The good news is that there are fewer teenage drivers on the road these days. The bad news is that the culture that has given us fewer teenage drivers is a disordered culture of screen addiction, safety obsession, and helicopter parenting.

Parents everywhere wonder why their high schoolers or college freshmen have no interest in getting driver's licenses. The Washington Post carried the latest trend piece on this phenomenon: “Why aren’t teenagers driving anymore?” And the information does corroborate the headline’s premise.

In 1983, 80.4% of American 18-year-olds had a driver’s license, according to U.S. government data. By 2008, when millennials were becoming adults, the percentage had plummeted to 65.4%. In 2018, it was 60.9%, and it has likely dropped further in the past five years.

Just a generation ago, it seemed like a rite of passage to get your learner’s permit on your 16th birthday or earlier and to schedule your road test as early as possible.

A license meant freedom — and that might just be the problem.

Millennials started this trend toward late driving, just as they started the broader trend toward late adulthood. They are later to marry, later to have children, later to buy homes.

The mystified parents are to blame here. “So many parents I know are obsessed with keeping their kids safe at all costs,” one parent told the Washington Post. But if you never let your children run wild as 10-year-olds or ride their bikes freely as 12-year-olds, and you forced them into masks as 14-year-olds, you can’t expect them to develop a sudden appetite for freedom as 16-year-olds.

“There is the question of independence, at least that’s what I’m told all the time,” Generation Z high-schooler Celeste Robinson told USA Today in another trend piece. “But I’m an anxious person, and driving does seem intimidating to me. I’ve tried it, and it just feels very hard."

So what do the children do instead? Some get shuttled by their helicopter parents. Some rely on Uber and Lyft. Others just don’t go out that much.

“He spends a lot of time playing video games,” one mother said to the Washington Post of her nondriving son. “That’s where his community is. So he doesn’t really need to go anywhere to hang out with people.”

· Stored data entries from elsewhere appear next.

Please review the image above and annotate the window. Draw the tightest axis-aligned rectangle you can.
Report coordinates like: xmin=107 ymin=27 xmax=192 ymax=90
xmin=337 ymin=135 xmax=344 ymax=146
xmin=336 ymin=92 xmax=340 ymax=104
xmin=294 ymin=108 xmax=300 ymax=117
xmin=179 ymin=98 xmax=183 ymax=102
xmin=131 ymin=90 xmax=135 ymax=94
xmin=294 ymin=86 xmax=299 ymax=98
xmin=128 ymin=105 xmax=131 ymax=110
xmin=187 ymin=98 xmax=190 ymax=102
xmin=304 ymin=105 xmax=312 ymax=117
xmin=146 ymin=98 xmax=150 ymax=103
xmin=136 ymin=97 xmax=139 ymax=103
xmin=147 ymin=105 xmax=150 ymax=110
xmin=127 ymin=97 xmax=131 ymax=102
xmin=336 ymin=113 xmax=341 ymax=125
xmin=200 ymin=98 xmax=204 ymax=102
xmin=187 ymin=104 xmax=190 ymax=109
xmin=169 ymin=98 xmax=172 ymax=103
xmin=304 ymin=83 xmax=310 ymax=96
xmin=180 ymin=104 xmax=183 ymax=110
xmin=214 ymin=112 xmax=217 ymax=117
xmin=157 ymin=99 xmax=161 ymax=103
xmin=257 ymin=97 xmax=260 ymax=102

Screens, and the young’uns’ addiction to them, are a reason teenage driving has dropped since 2008. Driving is a drag, some teenagers report, because you can’t (safely) look at your phone while you do it. Public transit, walking, and letting your mother or your friends drive gives you more time to watch TikToks and scroll through whatever apps young people use these days.

Conservative intellectual Yuval Levin described the broader cultural problem as a “disordered passivity.” That’s bad news as we face a baby bust and a crisis of responsibility. At least you can enjoy safer, emptier roads as a consolation.